New York
“FLORINE STETTHEIMER: PAINTING POETRY”
The Jewish Museum
1109 Fifth Avenue
May 5–September 24, 2017
Curated by Stephen Brown and Georgiana Uhlyarik
I grew up assuming Florine Stettheimer was famous, since a large painting of hers hung at my hometown museum, the Art Institute of Chicago. But it turned out I was lucky to have regular access to a Stettheimer, because even though she hosted a well-known salon and had pals like Duchamp and Stieglitz, she remained obscure to a wider art public until half a century after her death, when, in 1995, the Whitney Museum of American Art in New York held a retrospective of her work. Working in private, she was able to forge a distinct pictorial terrain, with town and country rendered as sprawling polychromatic sprees.
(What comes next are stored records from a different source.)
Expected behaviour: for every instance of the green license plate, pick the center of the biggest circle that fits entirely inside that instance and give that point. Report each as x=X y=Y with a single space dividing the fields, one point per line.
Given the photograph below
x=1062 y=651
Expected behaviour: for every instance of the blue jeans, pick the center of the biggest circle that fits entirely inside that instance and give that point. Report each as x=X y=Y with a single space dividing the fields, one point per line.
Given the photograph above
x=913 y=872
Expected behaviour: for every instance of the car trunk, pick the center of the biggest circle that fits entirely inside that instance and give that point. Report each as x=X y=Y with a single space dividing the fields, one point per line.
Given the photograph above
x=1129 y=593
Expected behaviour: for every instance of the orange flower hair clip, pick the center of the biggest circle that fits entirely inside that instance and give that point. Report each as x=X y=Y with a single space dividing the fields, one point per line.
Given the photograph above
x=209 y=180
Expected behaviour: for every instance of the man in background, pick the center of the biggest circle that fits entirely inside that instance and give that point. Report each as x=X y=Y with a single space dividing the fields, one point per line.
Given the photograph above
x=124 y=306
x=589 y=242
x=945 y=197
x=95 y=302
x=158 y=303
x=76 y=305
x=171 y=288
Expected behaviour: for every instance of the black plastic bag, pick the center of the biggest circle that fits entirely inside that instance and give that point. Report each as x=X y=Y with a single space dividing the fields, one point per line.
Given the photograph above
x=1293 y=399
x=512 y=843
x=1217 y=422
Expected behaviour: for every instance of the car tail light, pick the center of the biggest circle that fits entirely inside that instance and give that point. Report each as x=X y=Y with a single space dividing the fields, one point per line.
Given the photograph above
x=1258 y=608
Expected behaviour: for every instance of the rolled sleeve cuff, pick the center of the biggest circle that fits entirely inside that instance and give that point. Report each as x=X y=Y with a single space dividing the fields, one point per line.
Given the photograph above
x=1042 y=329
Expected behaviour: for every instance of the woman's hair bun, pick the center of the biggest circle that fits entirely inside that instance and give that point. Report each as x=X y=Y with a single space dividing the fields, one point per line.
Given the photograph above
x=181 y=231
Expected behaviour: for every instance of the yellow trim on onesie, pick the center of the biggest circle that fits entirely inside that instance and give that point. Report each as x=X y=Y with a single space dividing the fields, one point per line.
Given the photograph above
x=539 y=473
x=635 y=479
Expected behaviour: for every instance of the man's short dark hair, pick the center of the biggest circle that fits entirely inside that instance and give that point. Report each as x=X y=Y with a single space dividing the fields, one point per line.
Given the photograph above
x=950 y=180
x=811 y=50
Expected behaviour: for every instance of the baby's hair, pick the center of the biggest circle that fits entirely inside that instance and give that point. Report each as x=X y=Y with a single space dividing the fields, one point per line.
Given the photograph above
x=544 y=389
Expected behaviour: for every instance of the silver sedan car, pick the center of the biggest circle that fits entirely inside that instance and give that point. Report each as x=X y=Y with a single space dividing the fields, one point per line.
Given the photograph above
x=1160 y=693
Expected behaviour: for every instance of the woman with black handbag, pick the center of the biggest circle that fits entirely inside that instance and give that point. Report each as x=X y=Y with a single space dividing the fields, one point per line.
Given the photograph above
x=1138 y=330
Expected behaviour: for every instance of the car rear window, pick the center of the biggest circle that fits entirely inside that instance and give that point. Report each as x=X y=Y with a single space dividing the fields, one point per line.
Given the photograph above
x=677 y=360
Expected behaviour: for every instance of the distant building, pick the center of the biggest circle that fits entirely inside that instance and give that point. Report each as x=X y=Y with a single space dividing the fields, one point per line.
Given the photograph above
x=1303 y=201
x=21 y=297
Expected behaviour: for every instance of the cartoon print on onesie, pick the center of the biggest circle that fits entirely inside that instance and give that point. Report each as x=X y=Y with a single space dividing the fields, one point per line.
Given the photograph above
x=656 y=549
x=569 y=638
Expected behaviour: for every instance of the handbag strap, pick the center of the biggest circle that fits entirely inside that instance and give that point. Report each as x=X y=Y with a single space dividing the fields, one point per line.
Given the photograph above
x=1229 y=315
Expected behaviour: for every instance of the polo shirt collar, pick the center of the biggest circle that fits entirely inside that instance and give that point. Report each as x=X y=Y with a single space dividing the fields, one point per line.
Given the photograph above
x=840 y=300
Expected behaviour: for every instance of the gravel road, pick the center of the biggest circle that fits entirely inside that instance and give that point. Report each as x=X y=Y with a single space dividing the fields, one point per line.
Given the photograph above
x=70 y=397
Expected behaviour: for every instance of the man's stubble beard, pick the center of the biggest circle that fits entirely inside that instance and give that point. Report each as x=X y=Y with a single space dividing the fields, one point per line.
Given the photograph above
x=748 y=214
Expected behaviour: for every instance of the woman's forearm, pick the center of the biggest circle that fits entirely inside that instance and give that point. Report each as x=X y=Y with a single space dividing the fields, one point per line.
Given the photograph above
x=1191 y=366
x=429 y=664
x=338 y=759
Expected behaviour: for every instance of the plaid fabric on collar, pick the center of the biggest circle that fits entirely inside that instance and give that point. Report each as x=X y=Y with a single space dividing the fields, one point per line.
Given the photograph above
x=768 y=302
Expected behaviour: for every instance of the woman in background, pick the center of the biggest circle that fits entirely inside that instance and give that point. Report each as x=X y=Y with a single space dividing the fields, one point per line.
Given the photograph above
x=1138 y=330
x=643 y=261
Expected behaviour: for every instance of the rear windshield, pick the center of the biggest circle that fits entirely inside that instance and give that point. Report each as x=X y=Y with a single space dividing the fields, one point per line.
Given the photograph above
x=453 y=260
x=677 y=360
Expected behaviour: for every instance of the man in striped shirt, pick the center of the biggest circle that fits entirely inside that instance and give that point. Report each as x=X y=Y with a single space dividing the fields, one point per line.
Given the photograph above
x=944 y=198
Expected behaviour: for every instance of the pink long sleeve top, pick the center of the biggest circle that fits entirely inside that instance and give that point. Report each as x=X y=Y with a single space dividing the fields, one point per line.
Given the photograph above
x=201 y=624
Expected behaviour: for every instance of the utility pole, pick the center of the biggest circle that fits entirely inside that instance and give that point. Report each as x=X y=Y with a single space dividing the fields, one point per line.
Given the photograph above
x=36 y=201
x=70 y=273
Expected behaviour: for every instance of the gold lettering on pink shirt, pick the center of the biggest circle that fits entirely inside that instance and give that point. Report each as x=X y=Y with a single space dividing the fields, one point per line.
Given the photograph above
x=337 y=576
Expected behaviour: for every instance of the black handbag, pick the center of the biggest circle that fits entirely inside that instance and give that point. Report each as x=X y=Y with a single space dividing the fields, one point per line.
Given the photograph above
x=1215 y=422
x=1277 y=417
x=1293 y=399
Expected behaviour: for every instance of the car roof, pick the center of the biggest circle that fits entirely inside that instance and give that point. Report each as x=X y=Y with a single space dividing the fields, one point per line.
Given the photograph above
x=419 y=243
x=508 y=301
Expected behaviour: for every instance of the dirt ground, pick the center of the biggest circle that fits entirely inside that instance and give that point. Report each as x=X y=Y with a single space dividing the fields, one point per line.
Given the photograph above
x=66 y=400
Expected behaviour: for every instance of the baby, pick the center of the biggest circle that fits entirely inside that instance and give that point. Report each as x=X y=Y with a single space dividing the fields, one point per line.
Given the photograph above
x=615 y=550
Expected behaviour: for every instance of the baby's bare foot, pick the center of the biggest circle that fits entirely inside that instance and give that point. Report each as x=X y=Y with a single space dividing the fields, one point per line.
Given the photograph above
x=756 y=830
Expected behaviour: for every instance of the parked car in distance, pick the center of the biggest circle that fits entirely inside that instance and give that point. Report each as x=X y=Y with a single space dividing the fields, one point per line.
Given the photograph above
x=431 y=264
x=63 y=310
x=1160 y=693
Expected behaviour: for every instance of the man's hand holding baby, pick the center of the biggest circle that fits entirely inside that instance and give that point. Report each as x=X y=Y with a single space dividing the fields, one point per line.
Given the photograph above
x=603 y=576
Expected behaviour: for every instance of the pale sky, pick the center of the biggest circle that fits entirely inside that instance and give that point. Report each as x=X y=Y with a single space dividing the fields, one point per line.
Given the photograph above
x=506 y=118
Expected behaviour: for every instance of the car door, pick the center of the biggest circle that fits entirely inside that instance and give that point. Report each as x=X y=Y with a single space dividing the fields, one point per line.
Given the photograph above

Stettheimer remains a relatively rare bird, but this spring the Jewish Museum will again “turn on her light” (to paraphrase a line from her undated poem “Occasionally”). More than fifty of this modern master’s paintings and drawings will be on display alongside a selection of her costume designs, stage sets, and assorted ephemera in a context befitting her life as the consummate insider-outsider of haute Jewish Manhattan. Travels to the Art Gallery of Ontario, Toronto, Oct. 21, 2017–Jan. 28, 2018.